A bit of History
I’ve been wondering about what is next for web search. From its humble beginnings, the internet has grown into a colossus which can potentially connect entities from across the planet in seconds. Anyone could start a website. This power to the masses meant there was a explosion of content.
From the point of view of search, this was a huge challenge. How could all this data be effectively indexed so that people could find what they’re looking for easily. And more importantly could people find the most relevant information from the internet when they wanted to. The huge amount of content available meant that it was very difficult to effectively rank stand-alone web-pages on its own merits. The fact that web-pages started linking to each other became the factor which was used to point at relevance. The concept of “if a relevant website thinks of you as relevant, enough to link you, then you get some deflected relevancy too” – the PageRank algorithm caught on.
But there are possibly 2 main reasons for the exponential growth of the internet. The opportunity for users to easily add value to the network through weBlogs and the increasing access to technology in the 2 major new markets of India and China. This, when combined with the social networking phenomenon – where people spend time online with the sole purpose of keeping in touch with people and increasing their online friend networks – we have a complex problem on our hands from a search and retrieval point-of-view.
The Human Problem
Users have multiple profiles on multiple online locations which are disconnected. The fragmented nature of the internet is affecting the relevancy of content and impeding the user’s contributions. A user now thinks twice before jumping into a new online location which he/she fancies because of the difficulties in re-establishing himself in the new domain. This is especially relevant in sites which rank users on the basis of credibility.
Many have noticed this and have tried to bring in some form of standardization. The bigger social networks are trying to push their existing validation as can be seen from Facebook’s attempts. If successful, the accepting of the standard would render the company irreplaceable, so to say. As the gate-keepers to the social world, they will also have a potentially steady income as well.
Whoever the connector – whether it is something like Facebook or a more open implementation like the Diaspora project or something completely different, it is eventually going to happen. Once it does, what happens then?
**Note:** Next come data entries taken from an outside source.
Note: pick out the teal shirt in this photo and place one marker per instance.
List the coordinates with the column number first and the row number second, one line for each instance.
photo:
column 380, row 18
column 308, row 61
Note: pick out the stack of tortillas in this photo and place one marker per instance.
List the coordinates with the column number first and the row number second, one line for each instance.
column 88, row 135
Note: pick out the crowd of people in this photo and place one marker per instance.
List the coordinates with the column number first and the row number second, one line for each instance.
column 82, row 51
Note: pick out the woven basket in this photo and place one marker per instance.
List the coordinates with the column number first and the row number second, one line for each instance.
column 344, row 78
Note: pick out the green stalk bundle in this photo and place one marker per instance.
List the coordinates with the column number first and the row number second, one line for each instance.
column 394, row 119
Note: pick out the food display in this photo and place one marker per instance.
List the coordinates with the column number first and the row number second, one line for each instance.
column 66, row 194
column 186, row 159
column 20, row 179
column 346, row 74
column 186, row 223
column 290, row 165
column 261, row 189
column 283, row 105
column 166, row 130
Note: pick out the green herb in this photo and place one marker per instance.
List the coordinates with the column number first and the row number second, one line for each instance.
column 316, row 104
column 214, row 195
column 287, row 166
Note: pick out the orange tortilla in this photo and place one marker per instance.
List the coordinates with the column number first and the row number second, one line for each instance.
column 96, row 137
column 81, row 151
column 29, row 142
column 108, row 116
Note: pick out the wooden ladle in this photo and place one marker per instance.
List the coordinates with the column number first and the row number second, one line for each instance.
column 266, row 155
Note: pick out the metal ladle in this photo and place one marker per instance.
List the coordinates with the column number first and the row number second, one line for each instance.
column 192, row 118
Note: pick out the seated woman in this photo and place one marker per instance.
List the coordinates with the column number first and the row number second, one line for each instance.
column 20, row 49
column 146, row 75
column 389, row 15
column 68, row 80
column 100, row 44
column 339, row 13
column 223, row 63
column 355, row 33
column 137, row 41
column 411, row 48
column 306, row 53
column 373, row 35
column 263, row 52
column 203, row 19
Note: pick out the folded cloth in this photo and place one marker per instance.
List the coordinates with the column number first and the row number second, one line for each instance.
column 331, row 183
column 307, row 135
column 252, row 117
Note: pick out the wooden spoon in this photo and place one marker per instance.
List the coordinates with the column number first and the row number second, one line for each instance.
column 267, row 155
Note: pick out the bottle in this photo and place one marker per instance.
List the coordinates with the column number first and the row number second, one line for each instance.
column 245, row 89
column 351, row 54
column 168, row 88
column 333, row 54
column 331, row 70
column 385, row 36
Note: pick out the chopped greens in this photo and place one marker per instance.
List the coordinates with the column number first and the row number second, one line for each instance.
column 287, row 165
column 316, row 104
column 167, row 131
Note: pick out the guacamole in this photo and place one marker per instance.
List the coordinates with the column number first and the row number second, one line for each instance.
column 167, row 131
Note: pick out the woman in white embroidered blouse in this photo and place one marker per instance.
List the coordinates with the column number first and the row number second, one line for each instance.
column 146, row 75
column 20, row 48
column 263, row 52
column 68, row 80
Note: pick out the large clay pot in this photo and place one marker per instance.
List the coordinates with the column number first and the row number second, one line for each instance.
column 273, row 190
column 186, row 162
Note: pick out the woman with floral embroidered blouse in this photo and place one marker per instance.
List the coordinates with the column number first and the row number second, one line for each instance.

In an ideal internet future, anonymity would become a thing of the past. Already, in many blogs you need to sign-in to post a comment. A system by which we can aggregate all the activities of each unique user rather than just building a huge web of inanimate documents would be interesting. Ranking of content could then be used as only the first step. As a result of the rankings, we can effectively judge sources – not sites, but people – on the basis of their expertise in a given field.
Hence, if for example a new forum is launched which discusses about open source technology, a user could easily switch, taking his reputation with him. Also, from a search and retrieve point of view, a post by this said user in the new forum would rank as highly as one made on the other forum – which is not the case now.
Also, a user who links to another’s work, passes on deflected credit, quite like system of academic paper publications.
So hence we have HumanRank. (Self coined)
HumanRank is closer to the concept of citations in academic papers because we are including not just documents (papers) but very human reputations along with it. It is the sum total of your contributions to the internet ranked according to topic. It crosses domains and sites and its open to websites to which you sign into. It is also available to search engines which can index your data based on your overall personality online and not just your activities on one online property.
To start, its possible to use the Google Social Graph API (which, sadly hasn’t developed much it would seem) to find properties on the internet to which a particular user contributes. It uses XFN and FOAF to relate twitter, blogs and other sites which you own. Crawling through sites person-by-person and analysing the content such as to get an idea of where you stand among your peers can be a great way to extend search.
Just a thought.